In the Middle Ages St. Nicholas was the patron saint of lonely hearts – a matchmaking Cupid. He was also the saint of childbirth and took pity on childless couples. At the sound of children’s voices he’d offer sweets and gifts. De Groot contended that St. Nicholas is an icon of love in all its forms: ‘sexual, family, social and religious’. He also believed that Yuletide tales influence the sexual development of children:
‘Is that not one of the central difficulties in a child’s development – adapting the sexual needs of the individual to social norms? We … parents, educators, authorities, clergymen – are a bit embarrassed about it and treat the subject clumsily.’
The book got mixed reviews when it was first published in the Netherlands but many years later the English translation caused quite a stir.
De Groot anticipated the sharpening of Santa’s commercial claws:
‘In November and December, golden months for sales, the department stores in particular take full advantage of the character of St. Nicholas. Soon St. Nicholas will enter the living room of every well-to-do household through the TV screen; then he will no longer need to arrive in person at all.’
De Groot became well known for interesting and provocative observations. He agitated for more research into talent identification and in the process upset supporters of equal opportunity: ‘When in the unfortunately all-too-distant future society will bother to interest itself in that small group of exceptionally gifted people who are the actual bearers and makers of culture, then the issue of identifying talent at an early age will demand attention.’ It’s hardly surprising that de Groot often clashed with the democratic movement.
He worked at the University of Amsterdam from 1948 to 1985 before retiring to the North Sea island of Schiermonnikoog. There he could think and write in quiet isolation.
Through his lectures, books and personal tuition De Groot equipped generations of psychologists and behavioural scientists with the tools of their trade.
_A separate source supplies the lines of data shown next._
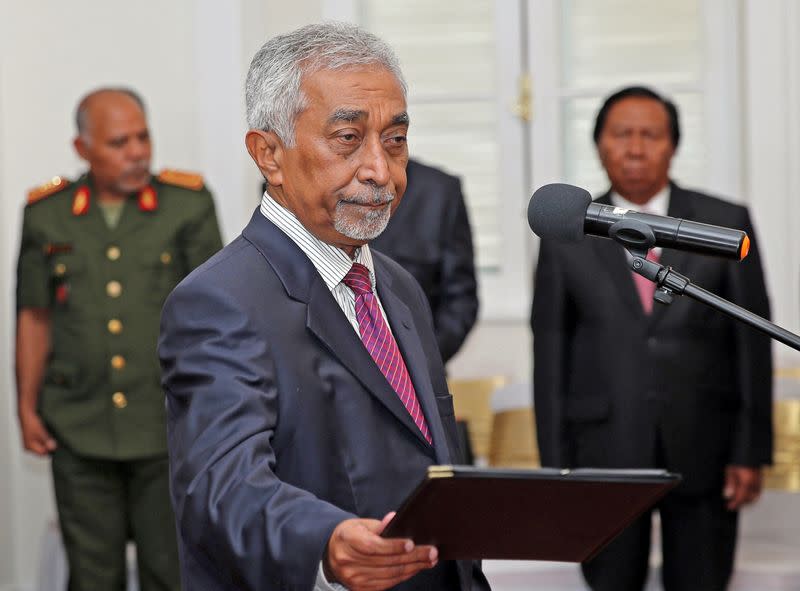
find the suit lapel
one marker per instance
(324, 318)
(405, 333)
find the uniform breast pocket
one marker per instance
(160, 272)
(67, 279)
(61, 374)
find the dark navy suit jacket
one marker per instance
(280, 424)
(429, 235)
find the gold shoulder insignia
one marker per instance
(180, 178)
(51, 187)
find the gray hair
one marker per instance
(82, 111)
(272, 91)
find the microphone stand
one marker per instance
(638, 238)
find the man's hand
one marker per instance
(358, 558)
(742, 486)
(35, 437)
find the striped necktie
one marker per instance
(380, 343)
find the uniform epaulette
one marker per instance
(186, 180)
(51, 187)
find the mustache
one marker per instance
(138, 167)
(377, 196)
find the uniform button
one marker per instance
(114, 289)
(119, 400)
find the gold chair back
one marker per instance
(514, 439)
(784, 474)
(472, 399)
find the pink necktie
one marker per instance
(645, 287)
(380, 343)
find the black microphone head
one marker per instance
(557, 211)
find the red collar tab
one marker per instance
(81, 200)
(148, 200)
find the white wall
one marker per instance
(771, 64)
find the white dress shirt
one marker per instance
(332, 263)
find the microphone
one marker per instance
(566, 213)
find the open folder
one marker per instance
(545, 514)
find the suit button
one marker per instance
(119, 400)
(113, 289)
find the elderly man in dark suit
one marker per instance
(305, 394)
(620, 383)
(430, 236)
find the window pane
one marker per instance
(443, 48)
(611, 43)
(447, 52)
(461, 139)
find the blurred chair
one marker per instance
(513, 443)
(472, 399)
(784, 474)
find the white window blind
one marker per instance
(447, 51)
(608, 44)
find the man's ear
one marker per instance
(267, 150)
(80, 147)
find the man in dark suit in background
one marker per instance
(619, 383)
(305, 394)
(430, 236)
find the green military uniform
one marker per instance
(101, 397)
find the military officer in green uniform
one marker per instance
(98, 257)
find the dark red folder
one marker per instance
(545, 514)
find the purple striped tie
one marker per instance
(381, 345)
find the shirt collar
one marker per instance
(331, 262)
(657, 205)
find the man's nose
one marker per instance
(139, 149)
(374, 166)
(636, 145)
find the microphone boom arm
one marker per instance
(638, 238)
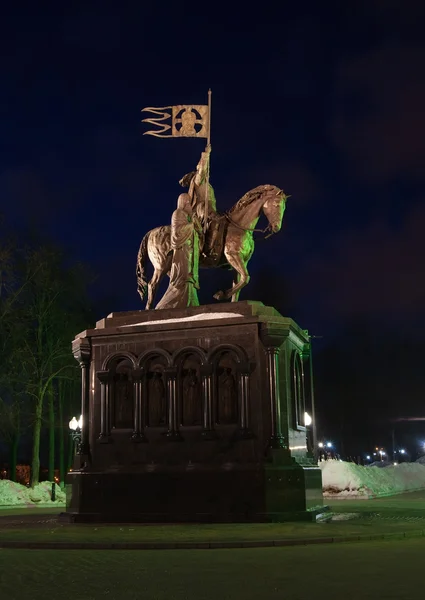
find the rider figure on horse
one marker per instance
(200, 188)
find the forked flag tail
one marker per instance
(184, 120)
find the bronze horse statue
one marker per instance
(237, 248)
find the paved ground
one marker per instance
(376, 570)
(384, 570)
(399, 516)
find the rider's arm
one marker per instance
(203, 166)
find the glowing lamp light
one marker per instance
(74, 424)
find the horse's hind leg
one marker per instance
(239, 265)
(157, 276)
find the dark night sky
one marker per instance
(324, 99)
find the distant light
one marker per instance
(73, 424)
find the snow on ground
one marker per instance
(348, 480)
(200, 317)
(15, 494)
(339, 479)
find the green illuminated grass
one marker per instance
(384, 570)
(398, 515)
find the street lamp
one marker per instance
(76, 429)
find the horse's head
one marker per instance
(274, 207)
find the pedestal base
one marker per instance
(191, 494)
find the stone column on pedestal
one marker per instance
(208, 432)
(244, 371)
(273, 340)
(81, 349)
(173, 432)
(105, 378)
(138, 434)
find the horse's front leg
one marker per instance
(239, 265)
(235, 296)
(153, 287)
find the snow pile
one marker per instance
(15, 494)
(348, 480)
(200, 317)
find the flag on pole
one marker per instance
(183, 121)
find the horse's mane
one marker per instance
(252, 195)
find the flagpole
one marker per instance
(207, 187)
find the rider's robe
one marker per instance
(184, 275)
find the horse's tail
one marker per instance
(142, 284)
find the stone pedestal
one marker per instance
(194, 415)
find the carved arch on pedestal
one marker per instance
(230, 366)
(118, 399)
(154, 401)
(190, 363)
(297, 391)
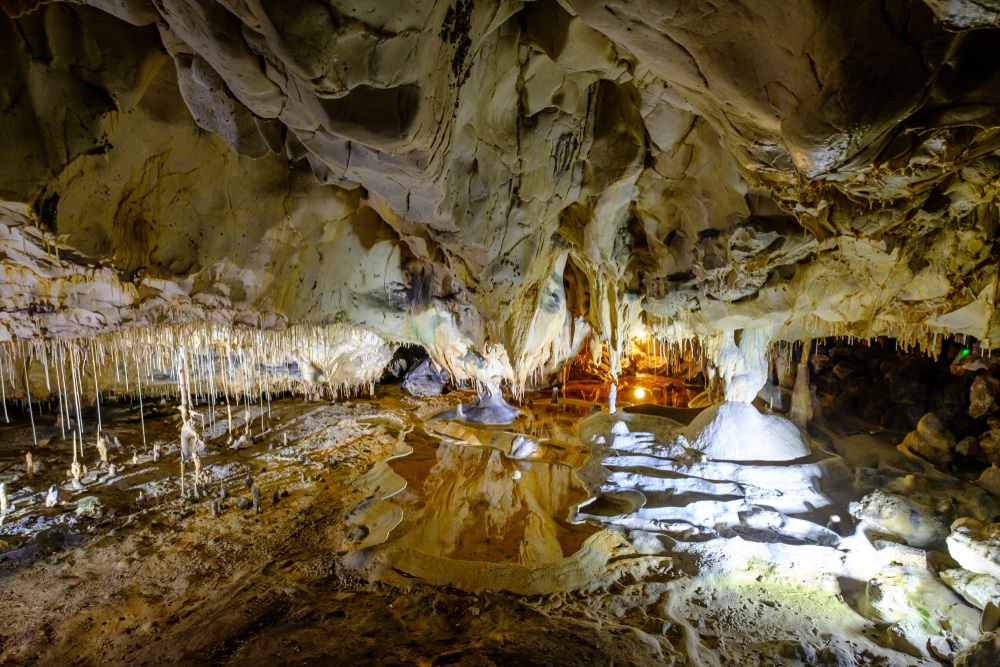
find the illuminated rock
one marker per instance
(735, 431)
(976, 546)
(931, 440)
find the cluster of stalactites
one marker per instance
(219, 360)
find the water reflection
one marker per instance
(472, 502)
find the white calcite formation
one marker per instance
(500, 182)
(650, 479)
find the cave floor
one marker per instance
(162, 581)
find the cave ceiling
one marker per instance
(505, 180)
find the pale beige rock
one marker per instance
(976, 546)
(990, 480)
(915, 523)
(436, 172)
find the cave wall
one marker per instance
(430, 170)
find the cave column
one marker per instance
(743, 367)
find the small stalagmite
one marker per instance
(102, 448)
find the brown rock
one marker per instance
(990, 480)
(983, 395)
(931, 440)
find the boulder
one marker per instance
(976, 546)
(89, 506)
(982, 396)
(735, 431)
(981, 654)
(915, 523)
(989, 443)
(977, 589)
(990, 480)
(426, 379)
(931, 440)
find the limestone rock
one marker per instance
(931, 439)
(983, 395)
(978, 589)
(90, 507)
(737, 431)
(476, 177)
(976, 546)
(915, 523)
(989, 443)
(990, 480)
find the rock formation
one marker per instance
(501, 181)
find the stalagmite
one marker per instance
(801, 411)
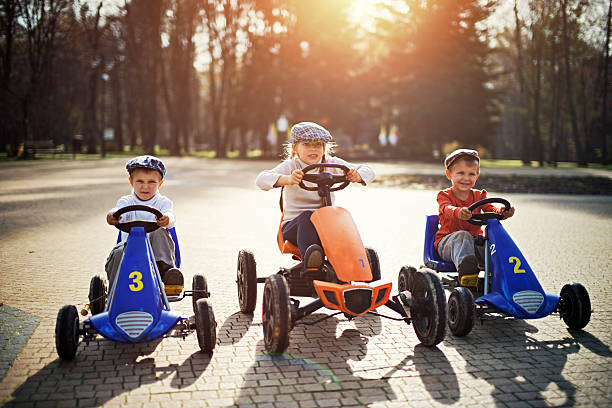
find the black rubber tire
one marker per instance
(200, 289)
(246, 280)
(97, 295)
(67, 332)
(374, 263)
(276, 314)
(206, 326)
(575, 306)
(405, 278)
(460, 311)
(430, 323)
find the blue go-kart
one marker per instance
(136, 309)
(508, 287)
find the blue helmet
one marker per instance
(146, 162)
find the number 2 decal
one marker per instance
(137, 279)
(517, 264)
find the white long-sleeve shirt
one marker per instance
(158, 201)
(298, 200)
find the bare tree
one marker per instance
(605, 129)
(569, 86)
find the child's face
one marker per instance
(145, 183)
(463, 175)
(310, 152)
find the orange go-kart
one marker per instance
(349, 280)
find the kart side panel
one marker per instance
(136, 295)
(177, 250)
(342, 243)
(515, 290)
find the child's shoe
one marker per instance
(468, 271)
(313, 258)
(173, 282)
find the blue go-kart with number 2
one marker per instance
(136, 309)
(509, 287)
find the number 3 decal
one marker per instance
(137, 279)
(517, 264)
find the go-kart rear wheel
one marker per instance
(206, 326)
(276, 314)
(405, 278)
(200, 290)
(246, 281)
(97, 295)
(460, 312)
(67, 332)
(374, 263)
(429, 313)
(575, 306)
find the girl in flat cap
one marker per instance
(309, 143)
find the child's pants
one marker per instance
(161, 243)
(456, 246)
(300, 231)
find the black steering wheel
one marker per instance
(481, 219)
(149, 226)
(325, 179)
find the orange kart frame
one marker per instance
(349, 280)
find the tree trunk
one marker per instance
(569, 89)
(555, 105)
(537, 142)
(605, 129)
(524, 128)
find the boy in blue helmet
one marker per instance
(146, 177)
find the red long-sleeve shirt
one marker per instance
(449, 206)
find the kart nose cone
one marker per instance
(134, 323)
(357, 300)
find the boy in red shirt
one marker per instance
(455, 238)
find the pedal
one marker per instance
(469, 280)
(173, 290)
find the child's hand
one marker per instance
(353, 176)
(163, 221)
(464, 214)
(296, 177)
(112, 220)
(508, 213)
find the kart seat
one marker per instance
(430, 255)
(286, 247)
(177, 251)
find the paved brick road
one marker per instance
(54, 239)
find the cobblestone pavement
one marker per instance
(54, 239)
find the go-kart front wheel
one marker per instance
(575, 306)
(246, 280)
(460, 311)
(206, 326)
(405, 277)
(276, 314)
(429, 308)
(67, 332)
(200, 290)
(97, 295)
(374, 263)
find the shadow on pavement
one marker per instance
(519, 367)
(190, 370)
(591, 342)
(100, 372)
(234, 328)
(316, 369)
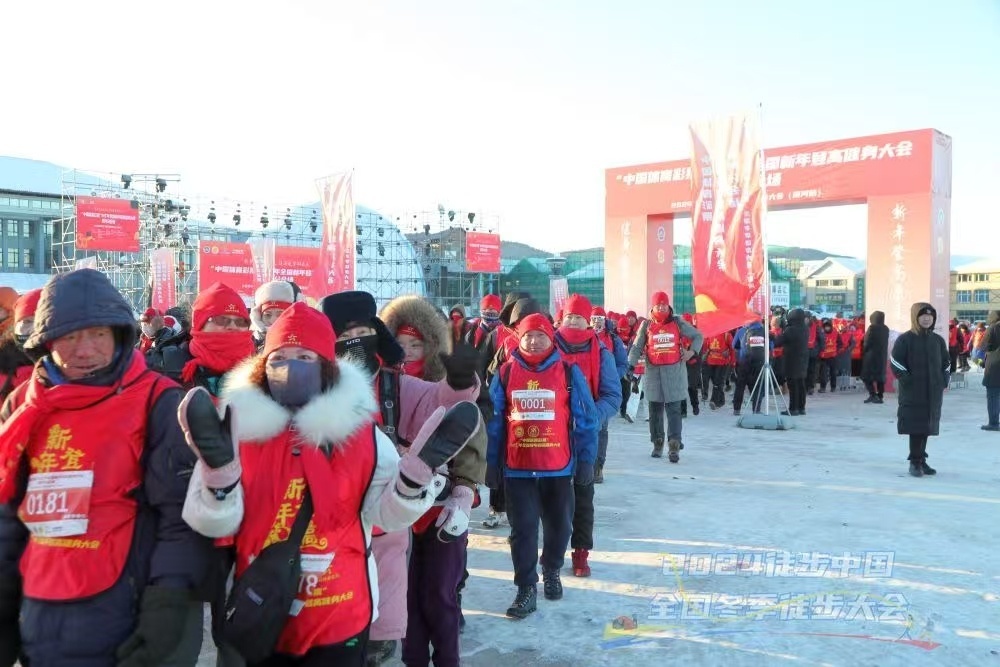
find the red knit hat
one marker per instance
(302, 326)
(577, 304)
(218, 299)
(490, 302)
(535, 322)
(26, 305)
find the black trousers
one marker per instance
(549, 499)
(796, 395)
(746, 377)
(351, 653)
(583, 517)
(918, 447)
(875, 388)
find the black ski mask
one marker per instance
(294, 382)
(361, 351)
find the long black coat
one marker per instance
(875, 349)
(991, 343)
(794, 340)
(920, 362)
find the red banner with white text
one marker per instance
(232, 264)
(336, 254)
(107, 224)
(727, 255)
(482, 252)
(163, 282)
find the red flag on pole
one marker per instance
(335, 271)
(727, 254)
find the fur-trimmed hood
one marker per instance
(426, 318)
(327, 419)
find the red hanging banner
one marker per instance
(727, 254)
(336, 253)
(107, 224)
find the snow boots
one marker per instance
(525, 602)
(674, 447)
(581, 568)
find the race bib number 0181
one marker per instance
(533, 405)
(56, 504)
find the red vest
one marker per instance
(334, 601)
(83, 467)
(663, 343)
(538, 417)
(777, 352)
(829, 350)
(718, 350)
(589, 363)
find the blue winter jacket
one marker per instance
(583, 429)
(609, 386)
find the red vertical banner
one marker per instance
(335, 272)
(164, 287)
(727, 252)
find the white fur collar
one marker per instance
(327, 419)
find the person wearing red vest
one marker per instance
(405, 402)
(97, 566)
(828, 365)
(666, 381)
(717, 360)
(542, 440)
(580, 346)
(15, 365)
(304, 425)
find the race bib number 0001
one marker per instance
(56, 504)
(533, 405)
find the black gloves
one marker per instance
(162, 618)
(461, 366)
(10, 610)
(210, 436)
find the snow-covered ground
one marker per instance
(722, 558)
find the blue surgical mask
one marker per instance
(294, 382)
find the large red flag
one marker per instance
(335, 271)
(727, 254)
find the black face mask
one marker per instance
(294, 382)
(361, 351)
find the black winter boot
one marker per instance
(525, 602)
(552, 585)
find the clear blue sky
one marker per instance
(511, 108)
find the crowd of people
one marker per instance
(307, 473)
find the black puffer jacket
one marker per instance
(920, 363)
(875, 349)
(794, 340)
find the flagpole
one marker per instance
(766, 286)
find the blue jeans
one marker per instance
(993, 405)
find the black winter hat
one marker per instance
(77, 300)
His students included legal psychologist Hans Crombach and computer scientist Jaap den Herik.
De Groot stopped playing competitive chess in 1948, but he did not desert the game entirely. ‘It is a passion for life,’ he said. He continued to play informally with Prins, Cortlever, Barendregt and others. He remained active in his profession well into
old age and co-published with psychologist and IM Fernand Gobet a sequel to his thesis entitled Perception and Memory in Chess (Van Gorcum, 1996). Gobet wrote a fine tribute to his mentor entitled ‘Adriaan de Groot: Marriage of Two Passions’.
Ben Grapperhaus, an old chess friend of de Groot’s, puts it as follows:
‘It is typical of Adriaan that he always wanted to keep on working. He often talked about what he wanted to do next. He preferred not to look back, but ahead; quite remarkable for an old man. He sent me a CD of his improvisations at the piano: Adriaan speelt, recorded by his children on his 90th birthday. That CD is quite good! Whatever Adriaan did, he did well, and with passion!’